PennyMac’s planned obsolescence is not its only weakness at this point in time and this point in the economic cycle. Or perhaps even because of its mission, it is concentrated in businesses I think are especially vulnerable to sudden disruption, by intervention or by market forces. Specifically, I am talking about correspondent lending and residential mortgage loan servicing. I view these as obviously fragile businesses that are capital intensive and valueless. Again, I will certainly be expounding on these subjects in more detail in the future. Add to these the latest developments in credit risk securities esoterica, financed with leverage, of course, and gorged on by PennyMac and I just could not be more bearish.

Still, is it enough to have conviction for a trade? No. I just don’t have enough insight to say what the trade will be for tomorrow’s earnings. I am on the sidelines, eager for a look at whatever the public docs say and don’t say. Even if I thought I had insight into financial under performance, in this climate of Fed intervention, I’m not sure it would matter. Everyone is getting a bailout if they are big enough to have lobbyists.
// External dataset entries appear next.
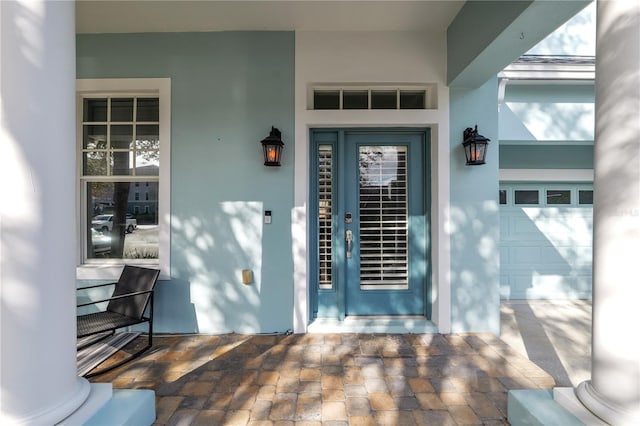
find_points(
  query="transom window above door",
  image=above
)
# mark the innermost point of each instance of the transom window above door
(373, 97)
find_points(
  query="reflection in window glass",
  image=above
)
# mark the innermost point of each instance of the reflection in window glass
(411, 99)
(562, 196)
(526, 196)
(384, 99)
(147, 109)
(326, 99)
(585, 196)
(355, 99)
(116, 228)
(122, 109)
(95, 110)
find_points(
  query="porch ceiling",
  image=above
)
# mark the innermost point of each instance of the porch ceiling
(114, 16)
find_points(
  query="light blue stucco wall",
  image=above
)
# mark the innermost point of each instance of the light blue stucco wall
(227, 90)
(547, 126)
(475, 223)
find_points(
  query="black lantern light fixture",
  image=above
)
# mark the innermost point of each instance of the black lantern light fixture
(475, 146)
(272, 147)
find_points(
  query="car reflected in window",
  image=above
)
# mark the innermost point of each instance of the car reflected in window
(101, 243)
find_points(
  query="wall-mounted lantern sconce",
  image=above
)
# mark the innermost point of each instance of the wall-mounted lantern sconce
(272, 147)
(475, 146)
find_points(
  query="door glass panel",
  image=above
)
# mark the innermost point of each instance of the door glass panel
(383, 217)
(325, 211)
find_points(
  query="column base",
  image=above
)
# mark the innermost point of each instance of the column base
(608, 412)
(106, 406)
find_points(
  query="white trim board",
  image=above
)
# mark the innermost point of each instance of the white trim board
(546, 175)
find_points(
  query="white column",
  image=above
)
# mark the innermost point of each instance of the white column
(613, 393)
(38, 379)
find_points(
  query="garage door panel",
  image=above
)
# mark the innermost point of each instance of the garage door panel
(546, 251)
(540, 286)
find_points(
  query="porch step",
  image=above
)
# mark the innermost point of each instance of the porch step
(404, 325)
(135, 407)
(537, 407)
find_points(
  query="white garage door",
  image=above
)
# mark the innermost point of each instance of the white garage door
(546, 239)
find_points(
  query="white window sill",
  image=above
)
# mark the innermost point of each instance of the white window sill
(109, 272)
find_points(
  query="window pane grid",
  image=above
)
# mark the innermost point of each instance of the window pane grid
(130, 147)
(383, 218)
(325, 216)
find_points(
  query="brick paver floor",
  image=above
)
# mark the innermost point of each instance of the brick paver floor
(330, 379)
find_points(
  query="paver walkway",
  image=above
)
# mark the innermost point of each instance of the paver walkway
(336, 379)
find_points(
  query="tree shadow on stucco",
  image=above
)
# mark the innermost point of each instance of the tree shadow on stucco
(210, 251)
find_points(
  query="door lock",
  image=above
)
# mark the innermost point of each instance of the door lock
(348, 236)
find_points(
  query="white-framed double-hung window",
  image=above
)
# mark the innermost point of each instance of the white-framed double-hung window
(123, 145)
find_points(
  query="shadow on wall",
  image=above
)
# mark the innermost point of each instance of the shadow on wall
(173, 310)
(475, 298)
(208, 257)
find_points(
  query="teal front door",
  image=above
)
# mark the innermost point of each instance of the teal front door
(372, 241)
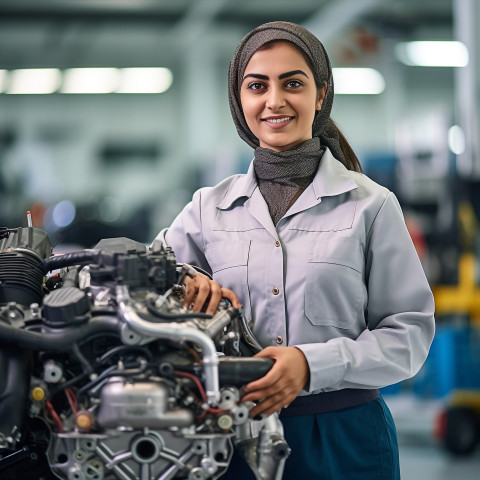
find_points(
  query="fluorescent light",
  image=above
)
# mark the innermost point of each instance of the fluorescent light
(358, 81)
(90, 80)
(456, 140)
(34, 81)
(144, 80)
(433, 54)
(3, 80)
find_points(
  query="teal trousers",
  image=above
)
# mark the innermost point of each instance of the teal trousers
(358, 443)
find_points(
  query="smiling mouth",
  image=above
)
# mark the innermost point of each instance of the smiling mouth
(277, 120)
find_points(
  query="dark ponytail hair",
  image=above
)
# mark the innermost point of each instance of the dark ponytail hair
(350, 160)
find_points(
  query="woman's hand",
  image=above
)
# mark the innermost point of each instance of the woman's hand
(201, 291)
(281, 385)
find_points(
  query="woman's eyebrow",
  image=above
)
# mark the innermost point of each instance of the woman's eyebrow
(290, 74)
(259, 76)
(256, 75)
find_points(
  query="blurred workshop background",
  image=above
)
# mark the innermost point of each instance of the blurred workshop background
(112, 112)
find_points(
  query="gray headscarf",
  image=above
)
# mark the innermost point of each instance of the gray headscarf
(323, 127)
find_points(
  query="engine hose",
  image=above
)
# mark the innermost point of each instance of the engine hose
(181, 316)
(61, 340)
(70, 259)
(176, 332)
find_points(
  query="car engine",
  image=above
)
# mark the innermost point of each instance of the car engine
(105, 374)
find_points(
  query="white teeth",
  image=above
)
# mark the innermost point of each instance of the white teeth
(278, 120)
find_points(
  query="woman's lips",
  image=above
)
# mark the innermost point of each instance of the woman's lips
(277, 122)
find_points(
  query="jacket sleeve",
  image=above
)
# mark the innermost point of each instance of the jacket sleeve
(399, 315)
(185, 236)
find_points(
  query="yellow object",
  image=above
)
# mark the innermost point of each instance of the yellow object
(38, 394)
(466, 398)
(84, 420)
(461, 298)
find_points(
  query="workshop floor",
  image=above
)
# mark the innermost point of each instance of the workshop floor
(420, 457)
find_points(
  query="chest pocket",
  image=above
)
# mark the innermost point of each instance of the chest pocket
(228, 261)
(335, 290)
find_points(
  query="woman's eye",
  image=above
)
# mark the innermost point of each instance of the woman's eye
(294, 84)
(255, 86)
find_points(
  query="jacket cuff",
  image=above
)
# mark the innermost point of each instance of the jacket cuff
(325, 364)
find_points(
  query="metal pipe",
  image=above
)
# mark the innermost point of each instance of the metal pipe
(176, 332)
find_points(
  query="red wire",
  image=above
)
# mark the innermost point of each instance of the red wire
(202, 393)
(196, 381)
(54, 415)
(72, 399)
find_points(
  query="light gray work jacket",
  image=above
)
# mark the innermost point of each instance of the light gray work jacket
(338, 276)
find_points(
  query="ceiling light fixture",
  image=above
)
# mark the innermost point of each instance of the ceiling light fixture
(34, 81)
(3, 80)
(358, 81)
(144, 80)
(90, 80)
(432, 54)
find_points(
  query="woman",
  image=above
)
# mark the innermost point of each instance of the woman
(320, 258)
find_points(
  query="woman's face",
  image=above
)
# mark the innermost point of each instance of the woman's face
(279, 97)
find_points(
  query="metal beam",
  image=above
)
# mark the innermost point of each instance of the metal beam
(332, 18)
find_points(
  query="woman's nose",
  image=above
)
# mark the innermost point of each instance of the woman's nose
(275, 99)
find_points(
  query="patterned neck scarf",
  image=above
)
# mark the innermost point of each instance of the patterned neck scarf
(283, 175)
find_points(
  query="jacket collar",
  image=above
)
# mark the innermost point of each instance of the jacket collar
(332, 178)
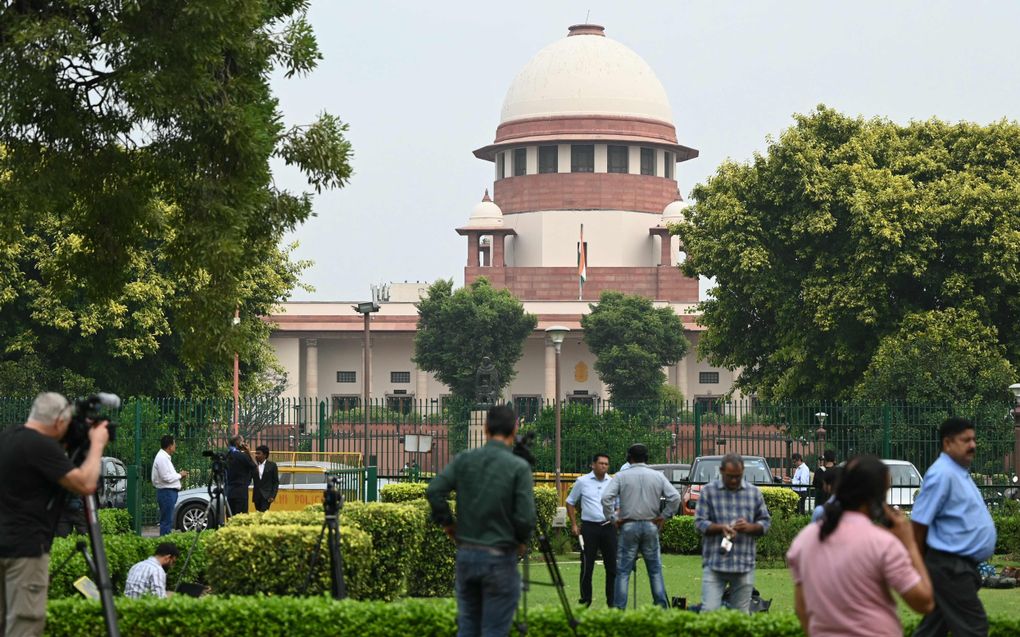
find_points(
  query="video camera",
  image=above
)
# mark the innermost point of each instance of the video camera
(85, 416)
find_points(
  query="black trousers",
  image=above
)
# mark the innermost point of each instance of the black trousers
(958, 608)
(598, 538)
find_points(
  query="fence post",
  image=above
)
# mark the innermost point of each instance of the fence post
(321, 426)
(697, 428)
(886, 430)
(134, 486)
(371, 484)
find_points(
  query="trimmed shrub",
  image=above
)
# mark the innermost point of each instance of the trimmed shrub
(397, 532)
(403, 491)
(680, 536)
(780, 500)
(114, 521)
(432, 574)
(270, 617)
(274, 561)
(773, 546)
(310, 516)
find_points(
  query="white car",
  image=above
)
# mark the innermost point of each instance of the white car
(905, 482)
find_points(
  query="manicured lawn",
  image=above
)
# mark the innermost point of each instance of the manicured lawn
(682, 576)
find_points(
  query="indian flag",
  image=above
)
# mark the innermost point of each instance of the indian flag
(581, 263)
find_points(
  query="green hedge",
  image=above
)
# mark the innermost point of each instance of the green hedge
(780, 500)
(122, 551)
(274, 560)
(680, 536)
(397, 532)
(432, 574)
(271, 617)
(403, 491)
(114, 521)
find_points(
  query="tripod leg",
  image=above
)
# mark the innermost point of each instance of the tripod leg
(102, 573)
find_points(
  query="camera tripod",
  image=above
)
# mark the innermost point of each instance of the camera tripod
(333, 501)
(215, 513)
(520, 623)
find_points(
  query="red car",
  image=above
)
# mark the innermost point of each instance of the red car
(706, 468)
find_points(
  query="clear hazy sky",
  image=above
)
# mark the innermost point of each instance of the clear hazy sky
(421, 85)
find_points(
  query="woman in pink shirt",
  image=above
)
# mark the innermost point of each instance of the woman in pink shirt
(846, 567)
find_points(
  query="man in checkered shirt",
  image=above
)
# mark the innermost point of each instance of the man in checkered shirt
(149, 576)
(729, 509)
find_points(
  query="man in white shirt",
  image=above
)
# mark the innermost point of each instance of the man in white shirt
(597, 532)
(801, 481)
(167, 482)
(149, 576)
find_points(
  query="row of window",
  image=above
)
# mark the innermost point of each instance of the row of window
(582, 160)
(395, 377)
(705, 378)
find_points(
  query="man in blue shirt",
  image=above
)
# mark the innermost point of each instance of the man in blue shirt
(954, 529)
(730, 516)
(597, 531)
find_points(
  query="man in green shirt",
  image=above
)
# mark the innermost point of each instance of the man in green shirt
(495, 520)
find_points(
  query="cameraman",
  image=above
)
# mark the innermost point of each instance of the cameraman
(495, 519)
(33, 470)
(240, 469)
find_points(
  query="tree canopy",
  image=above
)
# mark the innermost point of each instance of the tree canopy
(824, 245)
(137, 205)
(457, 328)
(631, 340)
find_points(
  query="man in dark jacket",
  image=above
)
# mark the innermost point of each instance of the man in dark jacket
(495, 519)
(266, 479)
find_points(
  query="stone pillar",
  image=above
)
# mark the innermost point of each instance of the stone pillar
(498, 261)
(666, 256)
(420, 384)
(472, 250)
(550, 371)
(681, 377)
(311, 368)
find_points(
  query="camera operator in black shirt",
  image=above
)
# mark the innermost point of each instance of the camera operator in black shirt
(34, 473)
(241, 468)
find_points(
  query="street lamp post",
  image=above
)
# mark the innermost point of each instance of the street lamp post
(556, 334)
(366, 309)
(1015, 388)
(237, 377)
(820, 432)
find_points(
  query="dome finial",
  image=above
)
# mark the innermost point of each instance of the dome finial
(587, 30)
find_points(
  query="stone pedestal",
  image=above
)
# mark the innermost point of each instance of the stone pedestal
(476, 428)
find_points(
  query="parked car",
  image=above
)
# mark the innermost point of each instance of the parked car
(676, 473)
(905, 482)
(301, 483)
(706, 468)
(112, 491)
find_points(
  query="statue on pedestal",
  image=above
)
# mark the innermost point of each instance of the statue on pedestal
(487, 382)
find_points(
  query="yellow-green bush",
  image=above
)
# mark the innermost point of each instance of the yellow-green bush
(680, 536)
(403, 491)
(780, 500)
(397, 532)
(274, 561)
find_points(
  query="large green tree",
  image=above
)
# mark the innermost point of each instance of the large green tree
(825, 244)
(631, 340)
(457, 328)
(137, 205)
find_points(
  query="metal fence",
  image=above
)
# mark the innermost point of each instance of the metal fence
(406, 438)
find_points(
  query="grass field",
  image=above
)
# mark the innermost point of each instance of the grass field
(682, 577)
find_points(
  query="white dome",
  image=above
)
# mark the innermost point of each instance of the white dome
(587, 73)
(486, 214)
(674, 212)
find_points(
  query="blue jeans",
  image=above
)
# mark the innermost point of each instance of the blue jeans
(166, 498)
(714, 584)
(643, 536)
(488, 589)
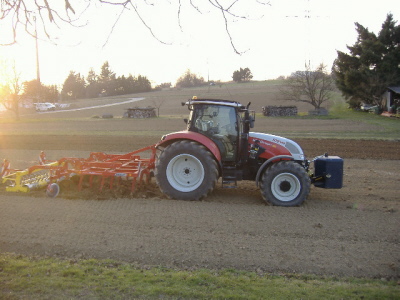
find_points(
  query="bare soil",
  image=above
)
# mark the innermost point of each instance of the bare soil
(353, 231)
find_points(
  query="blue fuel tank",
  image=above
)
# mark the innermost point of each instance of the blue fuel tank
(328, 172)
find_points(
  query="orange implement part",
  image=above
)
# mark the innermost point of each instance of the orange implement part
(129, 166)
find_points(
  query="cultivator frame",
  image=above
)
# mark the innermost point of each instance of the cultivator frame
(108, 167)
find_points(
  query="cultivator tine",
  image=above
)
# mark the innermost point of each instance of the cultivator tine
(128, 166)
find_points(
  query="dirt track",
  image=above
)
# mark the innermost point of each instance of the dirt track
(349, 232)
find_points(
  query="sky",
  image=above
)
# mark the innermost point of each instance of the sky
(274, 40)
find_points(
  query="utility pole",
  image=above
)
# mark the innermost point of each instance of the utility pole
(37, 60)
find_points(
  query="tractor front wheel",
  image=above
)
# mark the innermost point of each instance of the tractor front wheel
(285, 183)
(186, 170)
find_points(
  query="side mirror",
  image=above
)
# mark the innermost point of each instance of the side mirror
(252, 120)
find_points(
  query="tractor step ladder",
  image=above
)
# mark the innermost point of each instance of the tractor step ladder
(229, 180)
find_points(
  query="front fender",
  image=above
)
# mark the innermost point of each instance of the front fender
(269, 161)
(194, 136)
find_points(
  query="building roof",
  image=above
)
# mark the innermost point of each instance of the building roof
(395, 89)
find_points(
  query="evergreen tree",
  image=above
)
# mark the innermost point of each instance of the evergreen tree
(74, 86)
(371, 66)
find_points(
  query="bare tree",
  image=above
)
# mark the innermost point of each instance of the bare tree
(313, 87)
(28, 14)
(10, 92)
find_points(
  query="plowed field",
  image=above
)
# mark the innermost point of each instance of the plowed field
(349, 232)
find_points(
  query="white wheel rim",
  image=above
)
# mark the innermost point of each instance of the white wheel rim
(285, 187)
(185, 173)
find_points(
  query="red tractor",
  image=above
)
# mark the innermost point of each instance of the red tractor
(218, 143)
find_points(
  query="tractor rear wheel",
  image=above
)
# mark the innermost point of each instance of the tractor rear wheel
(186, 170)
(285, 183)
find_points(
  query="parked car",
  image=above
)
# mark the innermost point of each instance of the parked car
(45, 106)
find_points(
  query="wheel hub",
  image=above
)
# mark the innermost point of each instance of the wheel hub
(285, 187)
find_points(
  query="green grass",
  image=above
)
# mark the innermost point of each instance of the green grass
(49, 278)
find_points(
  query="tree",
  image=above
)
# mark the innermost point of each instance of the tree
(74, 86)
(313, 87)
(371, 66)
(189, 80)
(40, 92)
(24, 14)
(10, 92)
(242, 75)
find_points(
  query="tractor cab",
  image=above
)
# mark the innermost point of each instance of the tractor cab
(221, 121)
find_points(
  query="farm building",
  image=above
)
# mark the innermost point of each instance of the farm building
(391, 95)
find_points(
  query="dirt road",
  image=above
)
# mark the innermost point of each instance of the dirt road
(349, 232)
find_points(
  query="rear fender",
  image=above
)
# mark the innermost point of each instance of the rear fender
(194, 136)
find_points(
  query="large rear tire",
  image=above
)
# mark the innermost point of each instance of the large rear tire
(285, 183)
(186, 170)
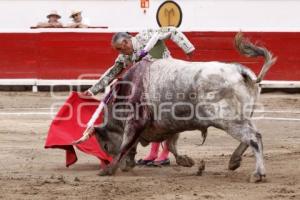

And PennyMac minds its Washington connections.

If I could share one tradable insight, it would be this: During the first quarter founding partners of the company, acting in coordination with it, took actions as disclosed in published 8-Ks, to dis-invest about 35% of the company’s equity, transferring it to public float. People will argue that these sorts of actions get planned well in advance, and many features of the economic landscape could not have been known by the investors and management at the time the decisions were being made. My point would be that it doesn’t matter. The founders had an exit planned when they went in, and they are beginning to exit. They may be very happy/lucky that they transferred their ownership and its attendant risks to the public just as the markets were about to collapse (and arguably, just as the old model of the mortgage industry is about to disappear). Maybe it is just good fortune. But keep in mind, many sophisticated investors have been aware of the potential impacts of the coronavirus since December, or possibly November of last year. This is doubly true for investors who are well connected politically or who have global financial interests. Even putting all of the pandemic to one side, as though it never had happened, the macro-climate was already in serious distress. Fed interventions have pre-dated the coronavirus by many months. I can easily imagine that the founding investors saw the sun setting on the business model and started to execute their planned exit well before the virus. It was just time.

I don’t know how bad tomorrow’s results will be, or maybe even they will be good. But the rats are leaving the ship. It won’t be staying afloat for long.